4. Make a walking date. Walkers get out more when they walk with others. So try increasing the number of walking friends in your life. You’ll push each other to meet your goals. I have discussed research (click here) that shows that walking with others helps keep us motivated to walk more.
It’s not always easy to find other people committed to walking for health, so I recommend MeetUps or the American Volkssport Association. I guarantee you will have a positive experience with these friendly, like-minded, walking-committed people. There’s no competition with these groups, too. The only “pressure” is to get out and join the group. This is the kind of pressure we all can use at times.
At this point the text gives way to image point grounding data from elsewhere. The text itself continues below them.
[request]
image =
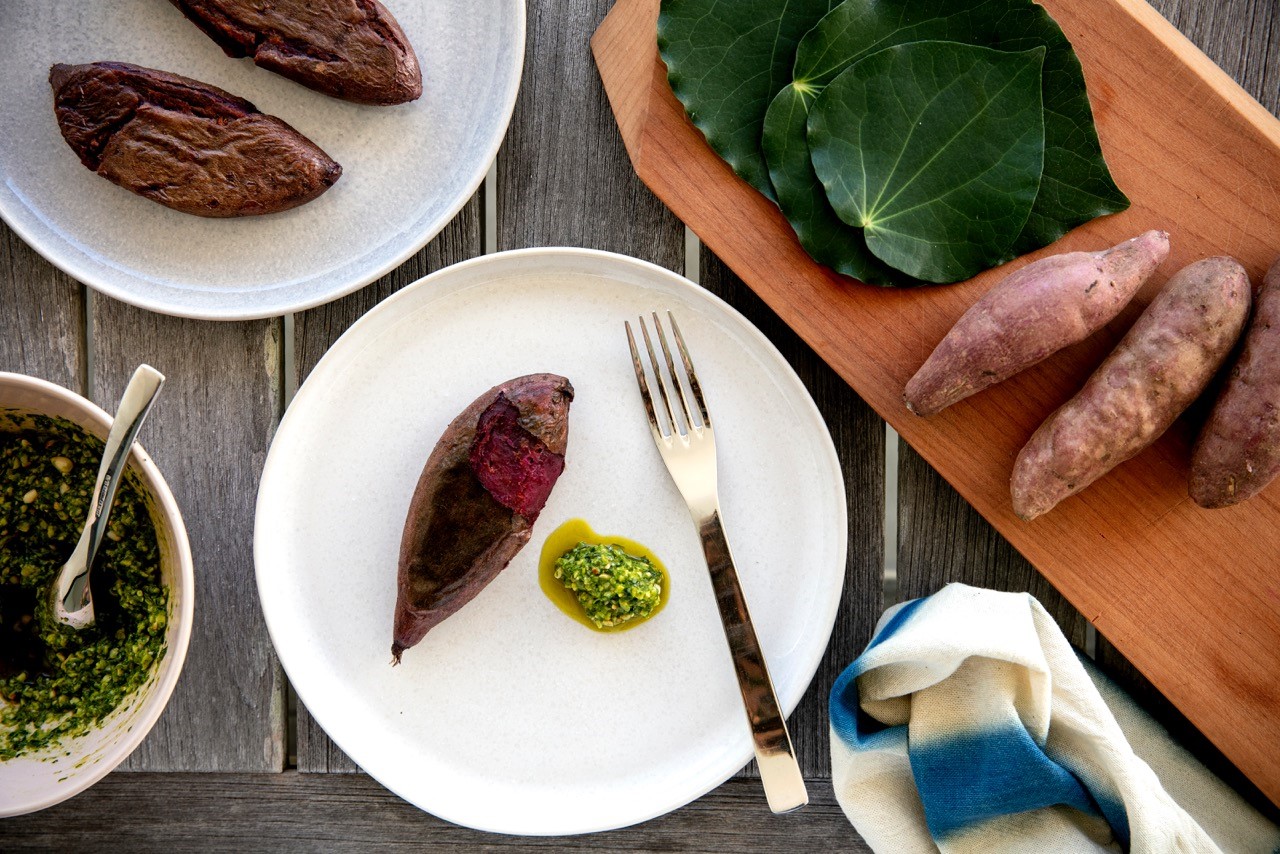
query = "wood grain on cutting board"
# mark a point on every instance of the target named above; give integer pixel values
(1189, 596)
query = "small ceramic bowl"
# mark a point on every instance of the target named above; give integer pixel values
(44, 779)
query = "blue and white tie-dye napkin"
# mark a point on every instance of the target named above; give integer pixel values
(970, 725)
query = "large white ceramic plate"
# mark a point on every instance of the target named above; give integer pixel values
(510, 716)
(407, 169)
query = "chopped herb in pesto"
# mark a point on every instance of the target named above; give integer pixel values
(611, 585)
(58, 683)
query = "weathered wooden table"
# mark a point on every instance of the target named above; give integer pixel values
(234, 763)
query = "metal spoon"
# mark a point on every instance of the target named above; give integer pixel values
(72, 598)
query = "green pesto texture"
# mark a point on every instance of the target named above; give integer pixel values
(611, 585)
(56, 683)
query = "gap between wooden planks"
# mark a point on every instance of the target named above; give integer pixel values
(1189, 596)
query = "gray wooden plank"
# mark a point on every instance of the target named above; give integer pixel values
(315, 330)
(295, 812)
(1242, 36)
(942, 539)
(1182, 730)
(859, 438)
(209, 433)
(42, 323)
(563, 176)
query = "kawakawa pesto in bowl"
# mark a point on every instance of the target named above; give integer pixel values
(58, 683)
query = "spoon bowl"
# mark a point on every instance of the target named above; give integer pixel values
(37, 780)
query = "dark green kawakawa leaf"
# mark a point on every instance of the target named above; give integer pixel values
(1075, 186)
(726, 59)
(935, 149)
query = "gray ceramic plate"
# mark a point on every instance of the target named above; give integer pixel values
(406, 169)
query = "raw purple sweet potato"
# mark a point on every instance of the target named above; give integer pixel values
(478, 497)
(1238, 452)
(1031, 315)
(183, 144)
(1153, 374)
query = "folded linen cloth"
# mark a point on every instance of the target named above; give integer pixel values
(970, 725)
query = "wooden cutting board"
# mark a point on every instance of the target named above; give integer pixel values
(1192, 597)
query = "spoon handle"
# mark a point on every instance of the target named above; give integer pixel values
(135, 405)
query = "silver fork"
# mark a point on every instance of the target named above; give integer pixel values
(689, 450)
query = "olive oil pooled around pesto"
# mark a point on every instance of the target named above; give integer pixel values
(55, 681)
(581, 546)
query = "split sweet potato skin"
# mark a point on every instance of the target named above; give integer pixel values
(1032, 314)
(1155, 373)
(1238, 451)
(183, 144)
(476, 499)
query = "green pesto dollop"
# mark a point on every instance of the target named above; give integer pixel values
(58, 683)
(611, 585)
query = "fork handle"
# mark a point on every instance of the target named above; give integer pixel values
(780, 772)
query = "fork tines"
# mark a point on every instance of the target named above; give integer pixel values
(672, 425)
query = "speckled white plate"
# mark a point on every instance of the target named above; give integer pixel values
(510, 716)
(407, 169)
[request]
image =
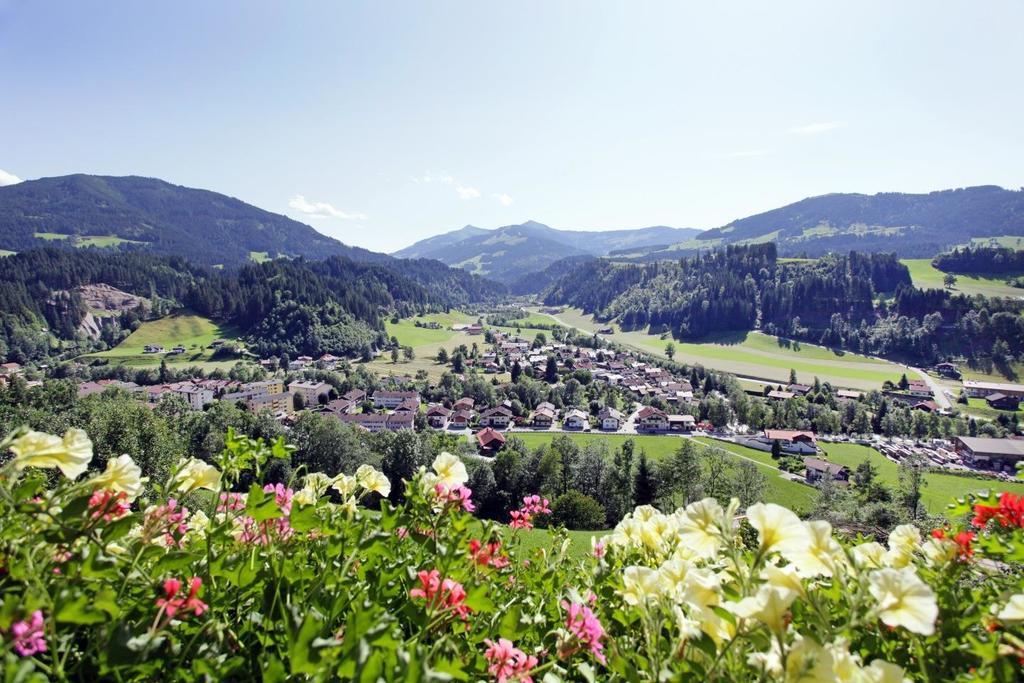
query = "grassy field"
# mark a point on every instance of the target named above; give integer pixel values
(940, 488)
(757, 355)
(927, 276)
(193, 332)
(794, 495)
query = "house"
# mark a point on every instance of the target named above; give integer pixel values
(1001, 453)
(610, 419)
(682, 423)
(437, 417)
(391, 399)
(576, 419)
(496, 417)
(310, 391)
(489, 441)
(978, 389)
(1001, 401)
(651, 419)
(815, 470)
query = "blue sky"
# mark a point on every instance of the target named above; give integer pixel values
(381, 123)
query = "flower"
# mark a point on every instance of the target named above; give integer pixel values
(121, 476)
(586, 628)
(903, 600)
(71, 455)
(28, 636)
(451, 471)
(171, 604)
(778, 528)
(373, 480)
(507, 663)
(196, 474)
(441, 594)
(1014, 610)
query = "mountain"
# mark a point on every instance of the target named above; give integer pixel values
(146, 213)
(912, 225)
(508, 253)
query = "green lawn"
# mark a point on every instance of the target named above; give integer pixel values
(193, 332)
(941, 488)
(927, 276)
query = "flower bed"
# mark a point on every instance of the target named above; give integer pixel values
(101, 579)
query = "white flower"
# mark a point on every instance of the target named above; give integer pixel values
(71, 455)
(451, 471)
(903, 600)
(779, 529)
(197, 474)
(1014, 611)
(121, 476)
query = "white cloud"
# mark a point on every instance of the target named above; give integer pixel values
(815, 128)
(322, 209)
(467, 193)
(8, 178)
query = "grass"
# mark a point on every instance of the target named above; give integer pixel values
(925, 275)
(940, 488)
(784, 492)
(193, 332)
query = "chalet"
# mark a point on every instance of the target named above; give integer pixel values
(996, 452)
(978, 389)
(437, 417)
(682, 423)
(576, 419)
(651, 419)
(610, 419)
(815, 470)
(496, 417)
(1001, 401)
(310, 391)
(489, 441)
(391, 399)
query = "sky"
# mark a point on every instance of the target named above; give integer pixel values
(381, 123)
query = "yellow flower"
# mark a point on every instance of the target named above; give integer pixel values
(903, 600)
(121, 475)
(197, 474)
(373, 480)
(819, 555)
(698, 527)
(344, 484)
(769, 606)
(779, 529)
(1014, 611)
(71, 455)
(642, 584)
(451, 470)
(902, 542)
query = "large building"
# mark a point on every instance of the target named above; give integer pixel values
(997, 452)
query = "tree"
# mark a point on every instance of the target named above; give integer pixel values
(644, 485)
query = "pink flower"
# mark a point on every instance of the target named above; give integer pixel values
(444, 594)
(171, 604)
(586, 628)
(507, 663)
(28, 636)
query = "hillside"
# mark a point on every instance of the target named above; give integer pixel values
(508, 253)
(912, 225)
(204, 226)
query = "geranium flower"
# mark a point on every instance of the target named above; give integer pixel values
(121, 476)
(903, 600)
(71, 455)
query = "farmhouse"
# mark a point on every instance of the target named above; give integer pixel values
(998, 452)
(815, 470)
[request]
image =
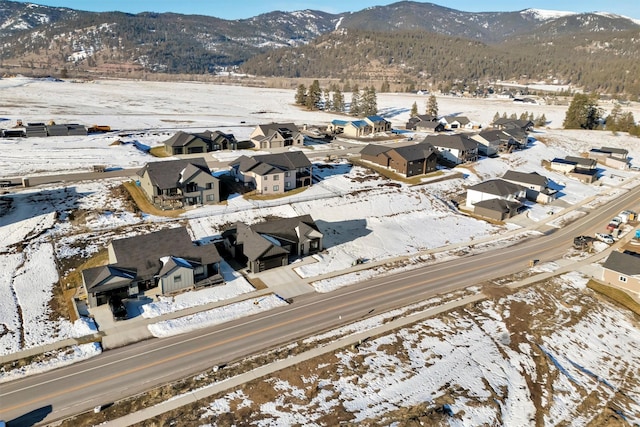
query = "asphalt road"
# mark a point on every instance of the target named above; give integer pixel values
(129, 370)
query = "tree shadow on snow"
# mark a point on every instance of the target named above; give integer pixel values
(18, 207)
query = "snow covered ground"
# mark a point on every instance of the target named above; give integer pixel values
(551, 354)
(47, 227)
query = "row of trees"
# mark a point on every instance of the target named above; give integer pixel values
(431, 107)
(584, 113)
(362, 104)
(539, 121)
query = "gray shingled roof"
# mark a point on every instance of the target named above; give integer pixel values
(623, 263)
(119, 277)
(143, 253)
(166, 174)
(257, 239)
(420, 151)
(497, 187)
(458, 142)
(529, 178)
(498, 205)
(284, 161)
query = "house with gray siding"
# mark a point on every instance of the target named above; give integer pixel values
(273, 173)
(166, 259)
(271, 244)
(176, 184)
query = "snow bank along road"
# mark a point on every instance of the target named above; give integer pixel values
(123, 372)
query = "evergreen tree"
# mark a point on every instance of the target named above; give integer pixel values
(583, 112)
(327, 101)
(613, 118)
(354, 109)
(314, 96)
(414, 109)
(626, 121)
(541, 121)
(338, 101)
(432, 106)
(369, 105)
(301, 94)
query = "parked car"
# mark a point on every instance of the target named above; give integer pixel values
(118, 308)
(607, 238)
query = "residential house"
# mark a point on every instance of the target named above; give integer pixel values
(490, 142)
(359, 128)
(195, 143)
(622, 269)
(270, 244)
(456, 122)
(455, 149)
(409, 160)
(179, 183)
(496, 199)
(166, 258)
(429, 127)
(612, 157)
(506, 123)
(273, 173)
(414, 120)
(580, 168)
(277, 135)
(537, 185)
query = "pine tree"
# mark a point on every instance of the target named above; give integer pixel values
(354, 109)
(414, 109)
(314, 96)
(301, 94)
(432, 106)
(338, 101)
(369, 105)
(583, 112)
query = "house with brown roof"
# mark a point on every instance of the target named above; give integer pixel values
(273, 173)
(409, 160)
(580, 168)
(277, 135)
(455, 149)
(496, 199)
(537, 185)
(612, 157)
(622, 269)
(195, 143)
(271, 244)
(167, 258)
(176, 184)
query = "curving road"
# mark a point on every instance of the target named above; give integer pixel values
(129, 370)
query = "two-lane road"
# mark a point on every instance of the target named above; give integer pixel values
(129, 370)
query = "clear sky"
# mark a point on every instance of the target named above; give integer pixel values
(247, 8)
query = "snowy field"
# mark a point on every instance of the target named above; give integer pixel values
(360, 214)
(500, 362)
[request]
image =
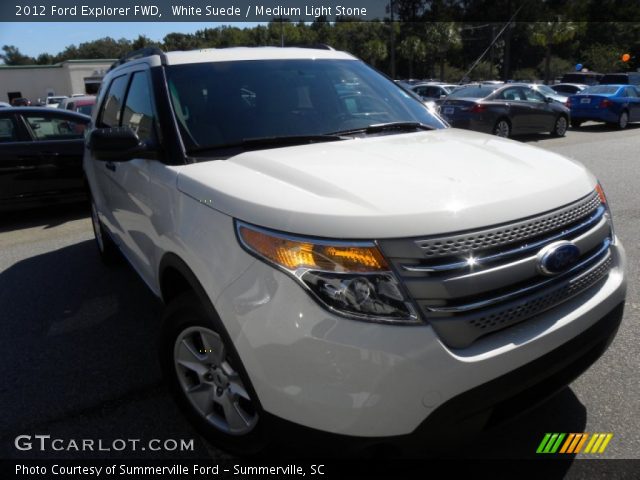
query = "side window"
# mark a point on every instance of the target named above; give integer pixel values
(510, 94)
(54, 128)
(532, 96)
(110, 115)
(138, 111)
(8, 131)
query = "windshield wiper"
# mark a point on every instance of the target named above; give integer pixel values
(265, 142)
(387, 127)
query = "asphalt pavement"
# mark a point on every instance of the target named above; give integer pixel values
(78, 340)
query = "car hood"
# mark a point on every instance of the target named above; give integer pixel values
(388, 186)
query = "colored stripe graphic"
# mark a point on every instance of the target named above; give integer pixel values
(597, 443)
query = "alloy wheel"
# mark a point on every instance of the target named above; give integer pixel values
(210, 383)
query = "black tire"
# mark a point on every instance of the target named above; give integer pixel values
(623, 120)
(502, 128)
(560, 126)
(185, 322)
(107, 249)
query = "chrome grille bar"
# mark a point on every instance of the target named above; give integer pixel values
(604, 248)
(508, 253)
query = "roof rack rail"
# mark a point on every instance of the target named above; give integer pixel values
(141, 53)
(317, 46)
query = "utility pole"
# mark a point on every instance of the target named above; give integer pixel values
(392, 43)
(506, 71)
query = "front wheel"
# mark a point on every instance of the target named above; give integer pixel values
(560, 127)
(205, 378)
(623, 120)
(502, 128)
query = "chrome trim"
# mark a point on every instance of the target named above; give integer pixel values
(600, 211)
(492, 301)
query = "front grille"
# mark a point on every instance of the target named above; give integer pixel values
(517, 232)
(490, 279)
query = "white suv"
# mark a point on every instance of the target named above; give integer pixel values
(333, 256)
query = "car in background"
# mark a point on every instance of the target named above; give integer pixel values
(568, 88)
(613, 104)
(585, 78)
(41, 150)
(53, 102)
(548, 92)
(432, 91)
(20, 102)
(81, 104)
(504, 110)
(626, 78)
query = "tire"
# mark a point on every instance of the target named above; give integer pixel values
(560, 127)
(623, 120)
(107, 249)
(207, 380)
(502, 128)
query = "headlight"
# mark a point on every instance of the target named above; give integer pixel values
(603, 200)
(349, 278)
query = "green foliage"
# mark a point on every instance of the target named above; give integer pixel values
(416, 43)
(12, 56)
(603, 58)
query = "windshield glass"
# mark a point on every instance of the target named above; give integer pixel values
(224, 103)
(473, 92)
(606, 89)
(546, 90)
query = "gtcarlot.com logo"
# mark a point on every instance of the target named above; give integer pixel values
(574, 443)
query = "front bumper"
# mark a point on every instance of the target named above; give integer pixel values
(352, 378)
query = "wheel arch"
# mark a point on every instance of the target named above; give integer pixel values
(175, 279)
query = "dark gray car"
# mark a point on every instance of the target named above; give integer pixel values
(504, 110)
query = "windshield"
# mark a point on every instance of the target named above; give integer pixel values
(224, 103)
(546, 90)
(473, 92)
(86, 109)
(606, 89)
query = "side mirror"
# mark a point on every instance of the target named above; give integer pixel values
(118, 144)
5. Plan a list of dream walks. Variety is a key to keeping walking interesting. Try to stimulate yourself to walk in new places or take new routes. Maybe you should give yourself the goal of walking every street in your town or city! I’ve written about walkers who have tracked every street in San Francisco and New York City.
I’ve also heard of people who go on vacations strictly to walk certain trails (the Machu Picchu walk in Peru comes to mind). Make a list of spots you love to walk and keep most of them local. You’ll always have a reason to lace up your walking shoes.
This National Walking Day set a goal to take your walking to the next level: make EVERY DAY a walking day.
This is a simple, profound and highly beneficial message – share it with your friends, and even plan a walk with them! They will thank you and I will too!